Getting technical teams to talk to each other for technical discussion of features

We work in a world where a software development team cannot exist entirely on its own. It is true that the software team develops a large chunk of the features of the application, with coding and testing of most of the features of the application. However, software teams do end up using code written by other persons or teams, in the nature of components and functions written by other teams. One of the most common cases is when there are large software organizations, where there are central teams that create common components. Such components could be used for specialized purposes such as reading and writing to the disk and to optical disk drives, reading and writing varied video and imaging formats / codecs, components that are meant to create a specialized user interface, and so on. If you are working for a large organization, there is a good chance that you will be using such examples of components in your product, and also using other bits of code that is written by other people or teams.
As a consequence of this dependency on other teams, there is a need to have a regular synch-up with these teams to ensure that there is a ongoing discussion with these teams - these regular discussion could be related to the requirements, the schedule, the process of coordination, and and so on. However, some of the discussion that gets missed unless the teams have already had an agreement over the requirements and the schedule is that of the technical teams and the architecture. A lot of time there is the assumption that unless there is an agreement between the teams, there is no need for a regular technical discussion.

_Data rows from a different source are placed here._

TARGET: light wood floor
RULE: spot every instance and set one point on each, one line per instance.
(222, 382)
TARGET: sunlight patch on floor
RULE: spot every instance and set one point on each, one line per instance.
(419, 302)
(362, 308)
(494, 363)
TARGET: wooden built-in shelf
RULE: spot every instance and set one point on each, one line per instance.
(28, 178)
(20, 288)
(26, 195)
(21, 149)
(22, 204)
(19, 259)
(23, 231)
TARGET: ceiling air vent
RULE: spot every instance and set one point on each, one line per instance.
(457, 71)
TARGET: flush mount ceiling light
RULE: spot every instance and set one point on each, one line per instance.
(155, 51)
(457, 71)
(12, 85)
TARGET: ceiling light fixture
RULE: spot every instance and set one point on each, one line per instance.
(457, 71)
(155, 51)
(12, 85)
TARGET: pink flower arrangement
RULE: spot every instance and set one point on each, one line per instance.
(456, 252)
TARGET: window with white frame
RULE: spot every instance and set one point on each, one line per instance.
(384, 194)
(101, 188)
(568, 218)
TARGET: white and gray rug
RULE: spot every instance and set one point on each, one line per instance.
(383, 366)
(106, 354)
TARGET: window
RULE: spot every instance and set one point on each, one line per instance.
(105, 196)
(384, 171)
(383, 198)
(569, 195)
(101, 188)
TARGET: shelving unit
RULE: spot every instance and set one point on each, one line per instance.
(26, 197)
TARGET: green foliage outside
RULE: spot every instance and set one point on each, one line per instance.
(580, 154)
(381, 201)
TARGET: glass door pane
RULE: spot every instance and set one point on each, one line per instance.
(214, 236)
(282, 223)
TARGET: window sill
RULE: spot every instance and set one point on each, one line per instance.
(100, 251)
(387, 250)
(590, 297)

However, this can be a fallacy. When the discussion is between teams within an organization, there are far greater chances that there will be an eventual agreement between them. And in many other cases, this would not be the first time that the component will be integrated into the product, the discussion would be related to a newer version of the component that will be integrated into a newer version of the product. In such a case, it makes sense to have an ongoing technical discussion between the product team and the component team. It is also very likely that the technical discussion will be as important as the requirements discussion, since most of the issues in such an integration are of a technical nature. Further, having an ongoing discussion also means that then needs of your team remain high in the attention span of the product team, and that also makes it easier to get what you need from the requirements team.